Awnings are everywhere. Most tend to be attached to caravans or small campers. You are less likely to see one on motorhome and up until now, we had no experience of one.

Back in April, Bailey of Bristol, who specialise in both caravans and motorhomes loaned us an Alliance 70-6 motorhome.

With its inbuilt sat-nav, Truma 100w solar panel and 160 BHP Peugeot engine, the Bailey Alliance is a cut above the other motorhomes at the more affordable end of the market.

There is another great feature as well… a wind out ‘canopy’ or ‘box’ awning.

Having one of these brings two big benefits; we get sun or rain protection and all for minimum effort. In addition, it allows us the option of attaching an air awning to the box mechanism. Like half a tent!

PRIMA motorhome awning

Ryan relaxes in the PRIMA air awning

Surely, motorhomes are for touring. Why go through all the grief of putting an awning up if you want to hit the road the next morning? Because much like tents, awnings have come a long way since the rods and steel pole era. Our brand-new Prima awning is inflatable. No poles, just a pump, a few pegs and it is up. If there are two of you on the job, it will take 10 minutes. Tops.

On our first day at the Caravan and Motorhome Club’s beautiful Incleboro Fields site in North Norfolk, we had no plans to drive anywhere. Having hooked up and set up camp, we set off on a glorious coastal hike southeast towards the quirky delights of Cromer. We were on the hunt for fresh crab and we were not disappointed.

Taking our dressed crab back to the campsite, we whipped up a crab linguine in the spacious Alliance 70-6. A great van, on a lovely site, drinking a fine local ale all in the warmth and comfort of our Prima awning. As the last of the sun disappeared, we made our plans for our second day.

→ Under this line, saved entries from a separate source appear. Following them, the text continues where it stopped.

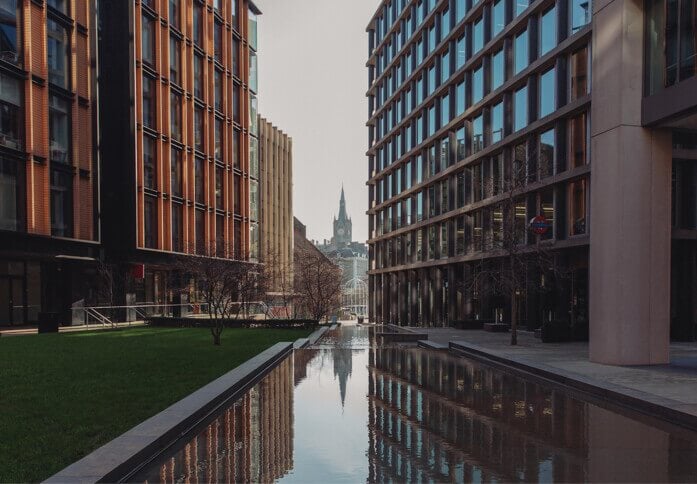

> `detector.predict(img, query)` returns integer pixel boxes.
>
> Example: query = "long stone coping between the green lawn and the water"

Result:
[45,342,293,483]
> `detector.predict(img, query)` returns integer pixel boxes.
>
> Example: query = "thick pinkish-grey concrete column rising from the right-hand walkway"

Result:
[590,0,672,365]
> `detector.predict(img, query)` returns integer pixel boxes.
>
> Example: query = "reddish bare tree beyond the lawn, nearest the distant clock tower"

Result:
[294,247,341,320]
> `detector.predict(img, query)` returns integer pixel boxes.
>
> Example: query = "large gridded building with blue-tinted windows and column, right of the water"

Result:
[367,0,697,364]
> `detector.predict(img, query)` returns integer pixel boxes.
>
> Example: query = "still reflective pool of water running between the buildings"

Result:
[134,326,697,483]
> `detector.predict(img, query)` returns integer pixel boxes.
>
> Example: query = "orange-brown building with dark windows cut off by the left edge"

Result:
[0,0,100,325]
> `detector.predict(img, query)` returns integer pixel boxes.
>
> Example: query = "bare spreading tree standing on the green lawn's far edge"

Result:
[179,242,265,346]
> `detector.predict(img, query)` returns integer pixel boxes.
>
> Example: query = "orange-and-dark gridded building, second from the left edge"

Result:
[99,0,260,310]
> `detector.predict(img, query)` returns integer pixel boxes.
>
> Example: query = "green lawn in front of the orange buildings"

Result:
[0,328,310,482]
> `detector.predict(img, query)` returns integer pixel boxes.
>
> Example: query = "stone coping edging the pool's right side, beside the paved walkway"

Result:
[449,341,697,431]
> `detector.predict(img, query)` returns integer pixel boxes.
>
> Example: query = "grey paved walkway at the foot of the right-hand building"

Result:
[419,328,697,424]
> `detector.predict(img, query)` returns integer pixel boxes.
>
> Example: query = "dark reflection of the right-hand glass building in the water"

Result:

The next morning, we took a 45-minute walk north-west along the coast to the pretty town of Sheringham. There we indulged in some more fresh crab. This time in sandwich form, bought from a charming fish kiosk at the bottom of the high street. After munching that on Sheringham’s stony beach and watching the waves of the North Sea crash and toss the variety of boats and dinghies about, we headed back to the campsite to say our goodbyes to Incleboro Fields and the extremely hospitable Caravan and Motorhome Club wardens. What a great job they do.

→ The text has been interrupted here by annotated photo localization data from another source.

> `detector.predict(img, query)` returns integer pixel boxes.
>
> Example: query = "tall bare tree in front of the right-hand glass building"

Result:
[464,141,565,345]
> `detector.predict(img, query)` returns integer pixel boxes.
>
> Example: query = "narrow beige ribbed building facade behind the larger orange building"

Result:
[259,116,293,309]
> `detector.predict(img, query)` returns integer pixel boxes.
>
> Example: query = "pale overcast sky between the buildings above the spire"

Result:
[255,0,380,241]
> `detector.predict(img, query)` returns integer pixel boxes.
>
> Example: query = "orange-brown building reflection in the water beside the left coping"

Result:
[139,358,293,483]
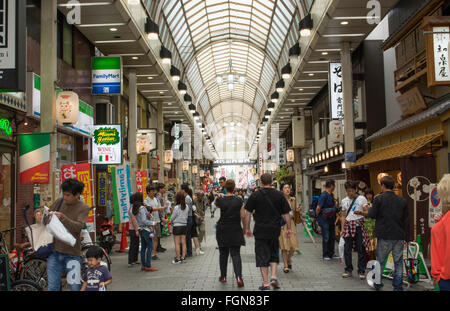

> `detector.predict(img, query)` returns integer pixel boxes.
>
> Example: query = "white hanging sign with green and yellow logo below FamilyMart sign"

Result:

This time the awning took us 15 minutes to pack away (allowing a little more time to squeeze out all the air and neatly fold it all away) and we were off to explore further north along the Norfolk coastline.

The Overnighters Norfolk motorhome tour

Ryan and Mel walking in the Norfolk coastline

A proper afternoon touring, we took in Welbourne, Salthouse, Blakeney and Stiffkey before stopping for a ham sandwich (in the van, of course) just along from Wells-Next-The-Sea. There are so many beautiful villages along this coastal road, typified by their distinctive flint cottages and proximity to that famous stretch of sea.

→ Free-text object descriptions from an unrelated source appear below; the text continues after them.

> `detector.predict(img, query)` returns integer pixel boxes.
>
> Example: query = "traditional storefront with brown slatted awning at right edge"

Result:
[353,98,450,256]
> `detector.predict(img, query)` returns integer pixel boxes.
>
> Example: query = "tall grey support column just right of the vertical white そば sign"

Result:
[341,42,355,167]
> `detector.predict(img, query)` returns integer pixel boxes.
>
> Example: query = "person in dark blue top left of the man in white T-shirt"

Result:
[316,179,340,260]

Eventually we arrived at the grounds of Holkham Hall. Despite being one of North Norfolk’s most popular tourist spots, we easily found a spot to park the motorhome. We spent the afternoon walking around the vast lake, incredible woodland and its very own Holkham Church.

So do we recommend North Norfolk and Incleboro Fields campsite? Oh, yes.

Norfolk windmill with Bailey motorhome

Road testing the Bailey Alliance 70-6

The Bailey Alliance 70-6 is a great motorhome as well. Our Bailey Advance 76-4 was in for a service and we were very happy to give Bailey’s latest range of vans a road test. We may be changing motorhomes soon and it is safe to say that Mel has her eyes on an Alliance Motorhome!

As for the Prima awning? What an addition. It was just so easy to put up. Why would you not want one?